Les banques au rapport

Éric Toussaint livre un outil indispensable pour comprendre un système fauteur de crise.

Thierry Brun  • 17 juillet 2014 abonné·es

En dehors des manuels à caractère technique destinés aux étudiants en finances, rares sont les ouvrages consacrés aux banques. Même chez les économistes critiques du système capitaliste, le monde bancaire est peu étudié en tant que tel. Et, quand il l’est, c’est le plus souvent de façon superficielle. Avec Bancocratie, le système est enfin passé à la loupe.

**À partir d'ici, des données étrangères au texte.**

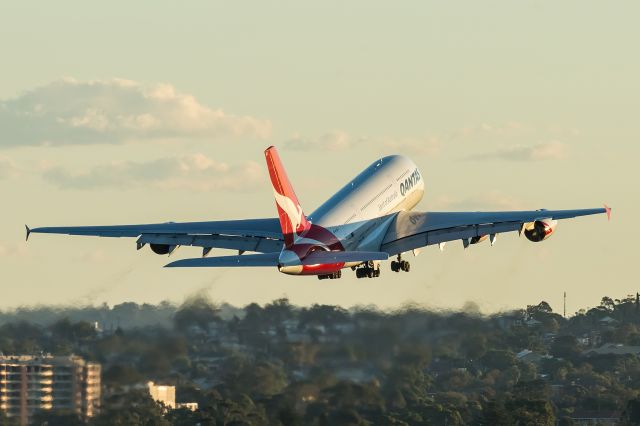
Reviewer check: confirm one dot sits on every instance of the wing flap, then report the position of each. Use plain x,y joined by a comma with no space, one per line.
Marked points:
326,257
246,260
232,242
266,228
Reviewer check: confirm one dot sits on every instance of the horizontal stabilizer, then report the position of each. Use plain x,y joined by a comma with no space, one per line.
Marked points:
246,260
324,257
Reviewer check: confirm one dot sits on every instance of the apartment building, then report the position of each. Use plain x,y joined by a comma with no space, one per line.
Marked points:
29,384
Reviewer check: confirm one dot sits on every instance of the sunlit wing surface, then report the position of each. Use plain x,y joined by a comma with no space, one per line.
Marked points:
412,230
361,225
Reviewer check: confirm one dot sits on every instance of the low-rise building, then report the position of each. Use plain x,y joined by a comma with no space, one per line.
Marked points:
29,384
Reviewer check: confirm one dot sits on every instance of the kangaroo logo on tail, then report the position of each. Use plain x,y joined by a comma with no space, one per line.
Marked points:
292,219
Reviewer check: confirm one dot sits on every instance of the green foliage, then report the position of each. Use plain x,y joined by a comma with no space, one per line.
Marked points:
322,365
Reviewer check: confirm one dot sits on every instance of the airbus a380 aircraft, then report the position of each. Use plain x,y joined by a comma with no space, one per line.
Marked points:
366,222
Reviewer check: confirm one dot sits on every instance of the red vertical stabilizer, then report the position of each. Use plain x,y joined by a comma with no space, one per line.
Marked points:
292,219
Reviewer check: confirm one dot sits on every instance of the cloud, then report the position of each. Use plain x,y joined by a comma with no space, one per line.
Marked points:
429,146
338,140
492,200
195,172
13,249
8,168
543,151
335,140
68,111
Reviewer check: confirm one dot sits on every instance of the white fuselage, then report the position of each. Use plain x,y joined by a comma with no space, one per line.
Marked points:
360,213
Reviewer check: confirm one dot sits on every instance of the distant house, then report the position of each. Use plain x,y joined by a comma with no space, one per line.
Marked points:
607,321
531,357
533,323
613,349
506,322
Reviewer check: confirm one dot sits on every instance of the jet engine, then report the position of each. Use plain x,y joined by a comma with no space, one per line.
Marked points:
162,248
479,239
539,230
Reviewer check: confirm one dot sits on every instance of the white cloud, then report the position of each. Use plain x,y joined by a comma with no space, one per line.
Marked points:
543,151
335,140
491,200
429,146
13,249
338,140
69,111
195,172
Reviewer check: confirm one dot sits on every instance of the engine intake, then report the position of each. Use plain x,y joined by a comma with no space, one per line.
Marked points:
540,230
162,248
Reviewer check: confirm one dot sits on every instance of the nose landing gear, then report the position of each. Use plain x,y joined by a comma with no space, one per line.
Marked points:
369,270
334,276
400,265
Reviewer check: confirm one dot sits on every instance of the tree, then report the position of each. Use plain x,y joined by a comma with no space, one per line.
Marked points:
531,412
135,408
56,418
498,359
608,303
631,413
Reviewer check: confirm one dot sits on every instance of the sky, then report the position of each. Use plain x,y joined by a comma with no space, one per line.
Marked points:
141,112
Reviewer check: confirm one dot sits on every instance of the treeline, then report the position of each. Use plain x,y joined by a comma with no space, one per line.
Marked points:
324,365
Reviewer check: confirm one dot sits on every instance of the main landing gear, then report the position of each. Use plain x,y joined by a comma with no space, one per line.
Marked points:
400,265
334,276
369,270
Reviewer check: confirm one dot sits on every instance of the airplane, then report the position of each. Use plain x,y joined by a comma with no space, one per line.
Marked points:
366,222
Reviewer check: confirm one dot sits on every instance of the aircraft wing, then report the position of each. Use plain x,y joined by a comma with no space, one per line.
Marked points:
258,235
412,230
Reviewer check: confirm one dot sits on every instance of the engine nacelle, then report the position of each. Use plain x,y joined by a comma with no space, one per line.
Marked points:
162,248
540,230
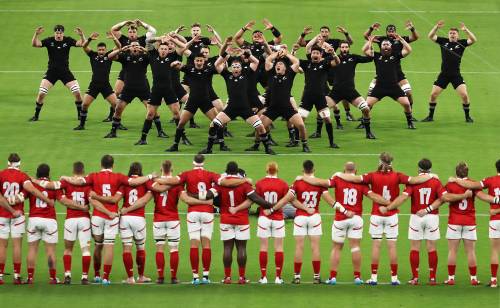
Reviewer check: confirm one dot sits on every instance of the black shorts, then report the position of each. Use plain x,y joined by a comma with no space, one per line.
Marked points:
165,93
238,111
393,92
128,94
286,111
338,94
318,101
53,75
103,88
193,104
443,80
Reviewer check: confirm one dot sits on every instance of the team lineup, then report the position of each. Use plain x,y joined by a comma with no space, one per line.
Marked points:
232,194
244,65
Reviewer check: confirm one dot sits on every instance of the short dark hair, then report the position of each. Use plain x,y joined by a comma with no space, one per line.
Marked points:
308,166
14,158
135,169
43,171
107,161
78,167
232,168
425,164
462,170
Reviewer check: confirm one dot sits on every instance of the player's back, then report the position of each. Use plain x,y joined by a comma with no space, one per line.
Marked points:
272,189
307,194
462,212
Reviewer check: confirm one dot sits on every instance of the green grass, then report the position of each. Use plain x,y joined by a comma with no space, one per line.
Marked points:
445,142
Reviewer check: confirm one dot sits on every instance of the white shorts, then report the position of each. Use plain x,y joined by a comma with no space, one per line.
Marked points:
78,228
108,227
347,228
12,226
237,232
167,230
44,229
307,225
458,232
200,224
424,228
380,225
267,228
494,228
133,227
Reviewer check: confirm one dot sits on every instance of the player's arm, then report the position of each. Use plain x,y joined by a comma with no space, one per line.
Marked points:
433,33
413,33
301,41
80,33
406,47
368,48
374,27
276,33
471,38
35,41
140,203
344,31
86,44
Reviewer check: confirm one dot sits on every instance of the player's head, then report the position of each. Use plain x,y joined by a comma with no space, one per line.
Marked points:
424,165
232,168
316,53
101,49
390,30
344,48
163,49
324,31
308,166
453,34
166,167
132,32
385,162
135,169
78,168
257,36
462,169
272,168
107,161
14,161
350,167
195,29
198,160
43,171
59,32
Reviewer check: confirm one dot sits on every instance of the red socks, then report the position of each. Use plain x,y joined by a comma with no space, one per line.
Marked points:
263,263
415,262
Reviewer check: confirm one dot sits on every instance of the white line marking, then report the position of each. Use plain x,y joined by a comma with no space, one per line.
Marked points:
69,11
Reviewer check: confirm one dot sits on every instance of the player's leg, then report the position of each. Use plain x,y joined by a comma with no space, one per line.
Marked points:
464,95
470,251
405,103
74,87
45,85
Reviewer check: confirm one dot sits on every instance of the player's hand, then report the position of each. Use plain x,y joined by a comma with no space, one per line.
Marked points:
421,213
268,24
341,29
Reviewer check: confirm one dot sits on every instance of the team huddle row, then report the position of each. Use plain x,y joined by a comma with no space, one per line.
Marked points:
234,194
243,65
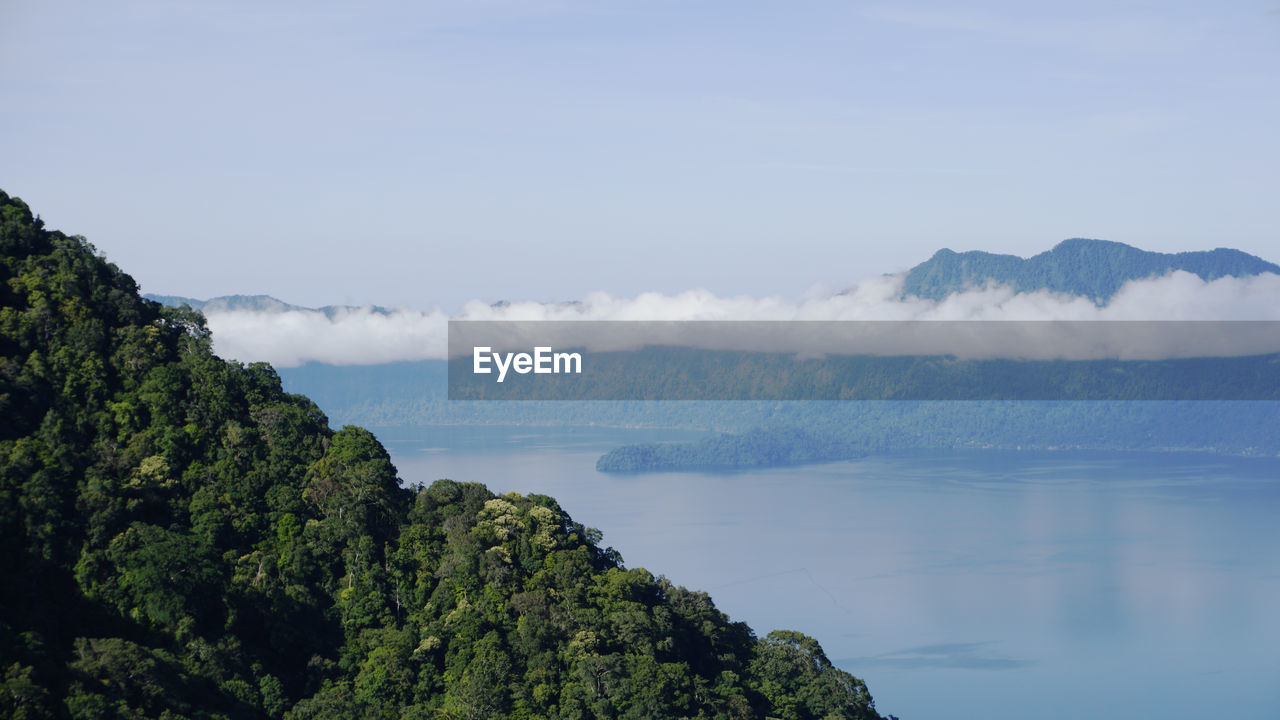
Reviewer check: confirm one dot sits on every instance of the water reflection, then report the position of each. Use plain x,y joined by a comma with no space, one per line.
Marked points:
972,584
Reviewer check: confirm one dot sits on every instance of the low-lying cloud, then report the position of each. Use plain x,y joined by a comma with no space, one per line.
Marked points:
365,336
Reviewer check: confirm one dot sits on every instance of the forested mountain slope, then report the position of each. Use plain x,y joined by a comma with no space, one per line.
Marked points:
1089,268
181,538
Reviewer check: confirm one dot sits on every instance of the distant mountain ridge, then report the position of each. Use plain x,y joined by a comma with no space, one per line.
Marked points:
1089,268
254,304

Éric Toussaint, politologue et président du Comité pour l’annulation de la dette du tiers-monde de Belgique (CADTM), donne ainsi les clés pour comprendre un monde où le pouvoir est détenu par les dirigeants des grandes banques et leurs actionnaires.

Le livre débute au moment de l’explosion des dettes privées aux États-Unis, en 2007 et 2008. Une crise qui, en réalité, remonte aux années 1990. Car, aux États-Unis et dans plusieurs économies européennes, la croissance est soutenue par une hypertrophie du secteur financier privé et par une redoutable augmentation des dettes privées (celle des ménages comme celle des entreprises financières et non financières). Cette financiarisation à tout-va découle notamment de l’abandon de la séparation entre banques de dépôt et banques d’affaires, mais aussi de la création des banques universelles, qui réunissent les deux fonctions. Les banques transforment librement les crédits qu’elles consentent en titres financiers, qu’elles revendent, au prix de dangereuses spéculations. L’auteur puise également dans les études, analyses et rapports officiels – pourtant fortement imprégnés de la pensée dominante – pour mettre à nu les mécanismes qui consistent à augmenter les profits et à échapper aux réglementations bancaires existantes en créant des sociétés financières et en utilisant les paradis fiscaux de façon très intensive. Il montre que les banques persistent à dissimuler les risques qu’elles prennent dans le « hors-bilan [^2] », « comme quelqu’un qui, pour nettoyer, cacherait la poussière sous le tapis ». Ainsi, sept ans après le début de la crise, et six ans après l’engagement d’un retour à davantage de réglementation, rien de sérieux n’a été mis en place. Le lobbying intense des banques vide de toute efficacité les projets de cloisonnement des activités, tant aux États-Unis et en Grande-Bretagne que dans l’Union européenne.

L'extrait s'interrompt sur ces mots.